There was more phenomenal animal behavior than I could use so I had to leave much of it on the edit room floor. Ultimately, I decided that anything included in the film had to move the story forward or it was out. And this is where a truly wonderful editor and co-producer – Brent Sumner and Shannon Dybvig – were key and their objective eyes help decide what would stay or go. 

For the audience to truly care about Mike’s despair over the oil spill I had to develop his character, which meant including some of his childhood. I am always fascinated to know how people become the way they do and Mike was no exception. The film gave me the opportunity to talk with his family about how Mike became ‘Mike’. He’d grown up on and in the Gulf of Mexico so he was, in a way, part fish or sort of amphibious.  He was also a competitive springboard diver, growing up in a family of springboard diving brothers. They were a raucous, talented bunch. And that focus, determination, and drive that he honed while diving competitively served him well later in life. That along with a familiarity with the ocean and vast experience scuba diving were the foundations of his career.

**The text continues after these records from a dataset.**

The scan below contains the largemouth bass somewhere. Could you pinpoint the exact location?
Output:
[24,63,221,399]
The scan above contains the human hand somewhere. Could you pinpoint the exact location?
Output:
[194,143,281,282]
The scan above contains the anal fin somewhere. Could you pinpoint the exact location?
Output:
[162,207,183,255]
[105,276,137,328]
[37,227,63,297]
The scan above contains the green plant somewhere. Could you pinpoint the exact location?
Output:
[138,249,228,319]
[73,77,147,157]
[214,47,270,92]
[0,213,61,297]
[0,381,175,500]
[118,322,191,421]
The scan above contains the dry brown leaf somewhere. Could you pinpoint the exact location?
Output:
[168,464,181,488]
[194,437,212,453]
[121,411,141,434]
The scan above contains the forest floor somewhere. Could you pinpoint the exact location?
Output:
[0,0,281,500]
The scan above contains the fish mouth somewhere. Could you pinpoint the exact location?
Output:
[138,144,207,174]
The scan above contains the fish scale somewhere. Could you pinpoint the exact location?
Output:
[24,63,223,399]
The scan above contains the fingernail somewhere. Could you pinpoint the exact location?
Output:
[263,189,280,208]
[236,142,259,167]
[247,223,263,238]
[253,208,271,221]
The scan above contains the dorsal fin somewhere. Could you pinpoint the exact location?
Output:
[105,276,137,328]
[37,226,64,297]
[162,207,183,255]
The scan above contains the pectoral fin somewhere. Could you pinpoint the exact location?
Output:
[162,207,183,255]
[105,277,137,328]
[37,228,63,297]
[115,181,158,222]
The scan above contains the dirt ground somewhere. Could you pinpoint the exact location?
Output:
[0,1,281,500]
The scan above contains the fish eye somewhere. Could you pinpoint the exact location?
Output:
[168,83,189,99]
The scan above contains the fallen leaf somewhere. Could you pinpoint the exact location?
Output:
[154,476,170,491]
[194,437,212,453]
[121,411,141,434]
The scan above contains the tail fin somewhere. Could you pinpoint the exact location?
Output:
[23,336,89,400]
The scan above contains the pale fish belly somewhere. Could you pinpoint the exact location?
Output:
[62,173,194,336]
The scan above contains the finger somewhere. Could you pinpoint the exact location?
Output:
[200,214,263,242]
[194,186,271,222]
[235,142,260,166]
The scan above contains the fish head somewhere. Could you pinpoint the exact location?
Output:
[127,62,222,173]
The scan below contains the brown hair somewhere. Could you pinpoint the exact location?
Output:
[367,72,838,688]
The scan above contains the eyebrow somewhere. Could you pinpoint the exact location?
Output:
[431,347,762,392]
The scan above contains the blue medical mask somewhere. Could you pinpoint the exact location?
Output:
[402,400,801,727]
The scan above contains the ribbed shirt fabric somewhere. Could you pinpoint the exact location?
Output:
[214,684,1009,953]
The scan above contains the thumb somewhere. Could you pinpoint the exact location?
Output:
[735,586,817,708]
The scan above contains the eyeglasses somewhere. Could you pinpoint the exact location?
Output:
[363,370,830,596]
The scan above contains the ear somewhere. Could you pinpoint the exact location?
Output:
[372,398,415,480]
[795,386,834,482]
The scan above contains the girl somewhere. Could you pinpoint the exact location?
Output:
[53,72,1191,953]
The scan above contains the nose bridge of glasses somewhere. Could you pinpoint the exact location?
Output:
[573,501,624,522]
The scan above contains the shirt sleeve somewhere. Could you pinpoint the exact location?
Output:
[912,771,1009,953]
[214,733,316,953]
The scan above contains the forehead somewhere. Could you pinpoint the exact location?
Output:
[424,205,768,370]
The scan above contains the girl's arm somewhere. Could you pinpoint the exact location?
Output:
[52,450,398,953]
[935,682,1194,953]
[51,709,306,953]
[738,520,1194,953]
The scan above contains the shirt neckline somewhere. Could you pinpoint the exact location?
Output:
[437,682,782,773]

At the heart of it all was Mike’s visceral love of the natural world. He adored all critters—terrestrial and marine—and was, in so many ways, a clergyman, a missionary of the sea. After his family, his friends, and most of all, our two children—the two people he adored more than anything on earth—he loved the ocean. Mike’s calling, his mission, his passion was to share its glory and to defend it.

Mike deGruy clearly have a great time flying the Newtsuit during the filming of the 2008 BBC series Into the Abyss, with this episode being filmmed in Palau. Photos courtesy: Mimi deGruy

Challenges

When the Gulf was so horrifically assaulted by that oil spill, which never should have happened, Mike came alive as an activist and defender of the ocean. As he went about his quest to understand how it had happened and what the outcome would likely be, he was astonished to learn or be reminded by how little we know about the ocean, particularly the deep sea. Mike had come to love the challenge of filming the deep, descending 15,000 feet (4500m) in a sub, on expeditions that thrilled him to the core. He also enjoyed donning the Newtsuit, an atmospheric diving suit designed and built by his good friend Phil Nuytten. He loved being dropped into the water to explore the depths and to see what he could see. 

Mike getting a pre-dive Deep Rover brief from DIVER publisher Phil Nuytten. Photos courtesy: Mimi deGruy

Mike was enraged that so many issues threaten our oceans. The list is long: climate change and its myriad consequences, including ocean acidification, temperature rise and sea level rise; overfishing; plastic pollution; agricultural runoff. And he was horrified by how much money we put into robbing the earth, particularly the ocean, of its finite resources compared to how much energy and money we put into understanding our seas. Ultimately, I believe he would say that we need wholesale systemic change. We need to have regulations that have muscle, and that are strongly enforced. He would be encouraging every one of us to engage as voting citizens, to learn the issues, and vote for those who support oceanic health. Only then can we begin to make headway. 

Like the octopus that fascinated him, Mike’s arms reached out to many, and I tried to demonstrate that in the film. He had an enormous heart and was curious about everything and everyone, and had somehow maintained a childlike sense of wonder everywhere he went. Even in the moments when he felt the most despair, he could still radiate joy when talking about marine life and all his adventures. He loved bringing that world to audiences who often didn’t have the chance to see it firsthand. He wanted everyone to love the ocean like he did and care for her like our lives depend on it. Because let’s face it: we need a healthy ocean to survive.